Despite posting a 31-17-16 regular-season record in 2005 and 2006 while playing the most skillful soccer in MLS, United hasn't returned to MLS Cup. Nelsen is starting in the English Premier League for Blackburn, Eskandarian plays for Toronto, Kovalenko is in New York, and Gros has been converted to left back in the 4-4-2 formation D.C. favors instead of the 3-5-2 it operated under Nowak.

About the only player to draw consistent praise this season is Ben Olsen, whose persistence and spirit - not to mention fewer tirades at referees -- has kept him in the lineup while Coach Tom Soehn shuttles players in and out looking for solutions.

United 2007 again features a glittering array of attackers - Gomez, Moreno, Fred, Luciano Emilio - yet last Saturday it beat Toronto, 2-1, with the bedrock basics it had drifted away from: hard tackles, tenacious defending, fierce marking.
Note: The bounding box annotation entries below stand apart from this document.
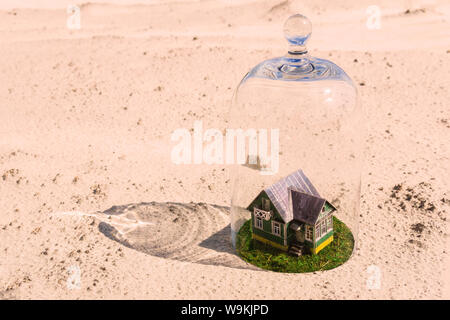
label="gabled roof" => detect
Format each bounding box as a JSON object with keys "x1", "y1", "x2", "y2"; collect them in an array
[
  {"x1": 264, "y1": 170, "x2": 325, "y2": 223},
  {"x1": 291, "y1": 190, "x2": 325, "y2": 225}
]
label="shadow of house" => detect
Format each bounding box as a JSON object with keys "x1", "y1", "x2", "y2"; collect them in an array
[{"x1": 98, "y1": 202, "x2": 258, "y2": 270}]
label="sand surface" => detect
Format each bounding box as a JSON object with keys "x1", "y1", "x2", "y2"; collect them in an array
[{"x1": 0, "y1": 0, "x2": 450, "y2": 299}]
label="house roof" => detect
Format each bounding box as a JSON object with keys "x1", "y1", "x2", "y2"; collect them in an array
[
  {"x1": 264, "y1": 170, "x2": 325, "y2": 223},
  {"x1": 291, "y1": 190, "x2": 325, "y2": 225}
]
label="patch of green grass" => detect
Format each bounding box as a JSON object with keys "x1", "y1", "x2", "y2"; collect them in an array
[{"x1": 236, "y1": 217, "x2": 354, "y2": 273}]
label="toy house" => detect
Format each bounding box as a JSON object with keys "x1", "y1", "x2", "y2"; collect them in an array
[{"x1": 247, "y1": 170, "x2": 336, "y2": 256}]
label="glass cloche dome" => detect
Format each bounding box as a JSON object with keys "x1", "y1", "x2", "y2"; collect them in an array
[{"x1": 230, "y1": 14, "x2": 363, "y2": 272}]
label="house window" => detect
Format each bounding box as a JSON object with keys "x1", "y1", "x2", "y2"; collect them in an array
[
  {"x1": 320, "y1": 219, "x2": 327, "y2": 235},
  {"x1": 305, "y1": 226, "x2": 312, "y2": 241},
  {"x1": 255, "y1": 217, "x2": 263, "y2": 230},
  {"x1": 262, "y1": 198, "x2": 270, "y2": 211},
  {"x1": 327, "y1": 214, "x2": 333, "y2": 230},
  {"x1": 272, "y1": 221, "x2": 281, "y2": 236},
  {"x1": 316, "y1": 223, "x2": 322, "y2": 240}
]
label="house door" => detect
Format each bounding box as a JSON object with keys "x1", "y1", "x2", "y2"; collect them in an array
[{"x1": 295, "y1": 229, "x2": 305, "y2": 242}]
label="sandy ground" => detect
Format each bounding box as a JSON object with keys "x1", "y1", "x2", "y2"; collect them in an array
[{"x1": 0, "y1": 1, "x2": 450, "y2": 299}]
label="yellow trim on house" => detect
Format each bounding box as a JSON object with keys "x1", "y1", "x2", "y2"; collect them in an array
[
  {"x1": 252, "y1": 233, "x2": 289, "y2": 251},
  {"x1": 311, "y1": 236, "x2": 333, "y2": 254}
]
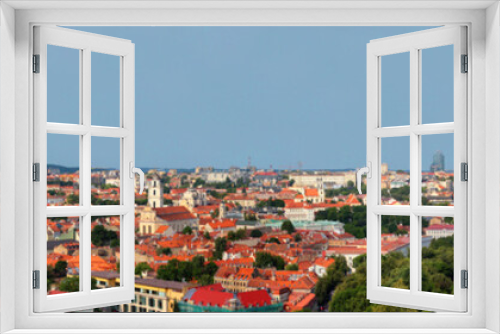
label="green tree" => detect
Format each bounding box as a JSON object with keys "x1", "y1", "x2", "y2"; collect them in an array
[
  {"x1": 281, "y1": 220, "x2": 295, "y2": 234},
  {"x1": 66, "y1": 194, "x2": 80, "y2": 205},
  {"x1": 90, "y1": 225, "x2": 118, "y2": 247},
  {"x1": 59, "y1": 276, "x2": 97, "y2": 292},
  {"x1": 156, "y1": 247, "x2": 172, "y2": 256},
  {"x1": 135, "y1": 262, "x2": 152, "y2": 276},
  {"x1": 285, "y1": 263, "x2": 299, "y2": 270}
]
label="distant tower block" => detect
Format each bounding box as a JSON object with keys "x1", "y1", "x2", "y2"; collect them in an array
[
  {"x1": 431, "y1": 150, "x2": 444, "y2": 172},
  {"x1": 148, "y1": 174, "x2": 163, "y2": 208}
]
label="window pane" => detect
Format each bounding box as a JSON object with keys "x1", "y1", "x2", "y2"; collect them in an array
[
  {"x1": 421, "y1": 45, "x2": 454, "y2": 123},
  {"x1": 91, "y1": 216, "x2": 121, "y2": 289},
  {"x1": 422, "y1": 133, "x2": 454, "y2": 206},
  {"x1": 47, "y1": 133, "x2": 80, "y2": 206},
  {"x1": 380, "y1": 52, "x2": 410, "y2": 126},
  {"x1": 47, "y1": 217, "x2": 80, "y2": 296},
  {"x1": 47, "y1": 45, "x2": 80, "y2": 124},
  {"x1": 380, "y1": 137, "x2": 410, "y2": 205},
  {"x1": 422, "y1": 217, "x2": 454, "y2": 294},
  {"x1": 91, "y1": 52, "x2": 120, "y2": 127},
  {"x1": 91, "y1": 137, "x2": 120, "y2": 205},
  {"x1": 380, "y1": 216, "x2": 410, "y2": 289}
]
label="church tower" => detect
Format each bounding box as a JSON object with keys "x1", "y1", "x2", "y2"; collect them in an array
[{"x1": 148, "y1": 174, "x2": 163, "y2": 208}]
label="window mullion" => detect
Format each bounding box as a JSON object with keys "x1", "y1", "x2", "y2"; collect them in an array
[{"x1": 80, "y1": 48, "x2": 92, "y2": 293}]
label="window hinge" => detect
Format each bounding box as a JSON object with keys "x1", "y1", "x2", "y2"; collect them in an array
[
  {"x1": 460, "y1": 162, "x2": 469, "y2": 181},
  {"x1": 33, "y1": 162, "x2": 40, "y2": 182},
  {"x1": 33, "y1": 55, "x2": 40, "y2": 73},
  {"x1": 33, "y1": 270, "x2": 40, "y2": 289},
  {"x1": 460, "y1": 270, "x2": 469, "y2": 289},
  {"x1": 461, "y1": 55, "x2": 469, "y2": 73}
]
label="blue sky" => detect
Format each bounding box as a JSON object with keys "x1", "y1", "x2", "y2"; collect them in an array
[{"x1": 48, "y1": 27, "x2": 453, "y2": 170}]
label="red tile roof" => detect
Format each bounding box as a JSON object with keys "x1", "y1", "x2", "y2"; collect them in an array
[{"x1": 153, "y1": 206, "x2": 196, "y2": 221}]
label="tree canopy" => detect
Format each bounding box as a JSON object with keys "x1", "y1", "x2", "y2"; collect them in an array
[{"x1": 90, "y1": 225, "x2": 119, "y2": 247}]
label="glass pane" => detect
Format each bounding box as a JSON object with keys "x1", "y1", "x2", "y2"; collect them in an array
[
  {"x1": 91, "y1": 216, "x2": 121, "y2": 289},
  {"x1": 380, "y1": 137, "x2": 410, "y2": 205},
  {"x1": 422, "y1": 133, "x2": 454, "y2": 206},
  {"x1": 380, "y1": 216, "x2": 410, "y2": 289},
  {"x1": 91, "y1": 52, "x2": 120, "y2": 127},
  {"x1": 380, "y1": 52, "x2": 410, "y2": 126},
  {"x1": 91, "y1": 137, "x2": 120, "y2": 205},
  {"x1": 47, "y1": 217, "x2": 81, "y2": 296},
  {"x1": 47, "y1": 133, "x2": 80, "y2": 206},
  {"x1": 47, "y1": 45, "x2": 80, "y2": 124},
  {"x1": 422, "y1": 217, "x2": 454, "y2": 294},
  {"x1": 421, "y1": 45, "x2": 454, "y2": 123}
]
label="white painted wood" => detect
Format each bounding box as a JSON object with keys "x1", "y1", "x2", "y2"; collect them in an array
[
  {"x1": 367, "y1": 26, "x2": 468, "y2": 312},
  {"x1": 33, "y1": 26, "x2": 135, "y2": 312}
]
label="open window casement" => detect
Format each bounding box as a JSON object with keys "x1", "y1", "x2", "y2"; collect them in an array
[
  {"x1": 367, "y1": 26, "x2": 468, "y2": 312},
  {"x1": 33, "y1": 26, "x2": 138, "y2": 312}
]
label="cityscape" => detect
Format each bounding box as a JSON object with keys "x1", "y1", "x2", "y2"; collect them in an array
[{"x1": 47, "y1": 151, "x2": 454, "y2": 312}]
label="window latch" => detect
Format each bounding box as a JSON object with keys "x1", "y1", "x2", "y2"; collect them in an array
[
  {"x1": 129, "y1": 161, "x2": 144, "y2": 194},
  {"x1": 356, "y1": 161, "x2": 372, "y2": 195},
  {"x1": 460, "y1": 162, "x2": 469, "y2": 181}
]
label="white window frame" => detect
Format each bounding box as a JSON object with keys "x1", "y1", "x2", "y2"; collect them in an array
[
  {"x1": 367, "y1": 25, "x2": 473, "y2": 312},
  {"x1": 0, "y1": 1, "x2": 500, "y2": 333}
]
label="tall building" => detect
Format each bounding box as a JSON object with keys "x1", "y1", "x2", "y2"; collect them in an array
[
  {"x1": 431, "y1": 150, "x2": 444, "y2": 172},
  {"x1": 148, "y1": 173, "x2": 163, "y2": 208}
]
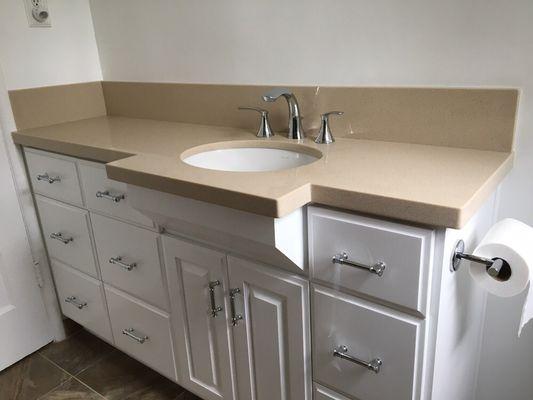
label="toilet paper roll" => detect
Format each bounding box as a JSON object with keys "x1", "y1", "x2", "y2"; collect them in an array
[{"x1": 470, "y1": 218, "x2": 533, "y2": 336}]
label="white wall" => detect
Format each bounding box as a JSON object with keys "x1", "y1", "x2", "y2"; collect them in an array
[
  {"x1": 91, "y1": 0, "x2": 533, "y2": 400},
  {"x1": 0, "y1": 0, "x2": 102, "y2": 90}
]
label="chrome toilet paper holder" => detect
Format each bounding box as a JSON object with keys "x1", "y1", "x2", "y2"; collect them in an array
[{"x1": 450, "y1": 239, "x2": 512, "y2": 282}]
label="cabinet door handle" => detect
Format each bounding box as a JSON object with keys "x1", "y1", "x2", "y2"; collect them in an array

Like Nowak, TFC coach Mo Johnston wants more battlers than ballerinas. He values skillful play but his first demand is commitment. Roared on by another sellout crowd, Toronto charged into challenges and scrapped for every ball before the fatigue of playing a third match in eight days took its toll. Gradually United fought its way back into the game even though it trailed at halftime.

In the first half, Facundo Erpen raced full-speed with Eskandarian for a long ball played over the top and shielded him from it until keeper Troy Perkins could collect. The crowd howled for a penalty but this was simply a case of a defender using his strength and pace and smarts. Eskandarian scored during a goalmouth scramble a minute before halftime yet United came out of the locker room determined, not discouraged, and eventually took advantage of a tiring opponent.
Just like the not-so-old days.

United equalized with a swerving Gomez free kick that defender Kevin Goldthwaite headed into his own net. Lucky? Yes, except that Erpen was right there and might have scored himself, or it could have gone in anyway, since Gomez directed it on frame as a group of players stormed the net.

United's skill won the match; after a poor TFC clearance, slack marking allowed D.C. to knock the ball around until Guy Roland Kpene hit a crossfield ball that Emilio controlled at full stretch. When he pulled it back, Marvell Wynne's late lunge uprooted his legs. Moreno's penalty earned the three points.

Soehn can tinker with personnel and formations as needed yet United's midfield pressure, defensive resiliency, and depth will determine its success. On Tuesday it learns its draw in the Copa Sudamericana, the SuperLiga beckons in July, and Saturday it hosts Houston, which has lost two in a row by shutout.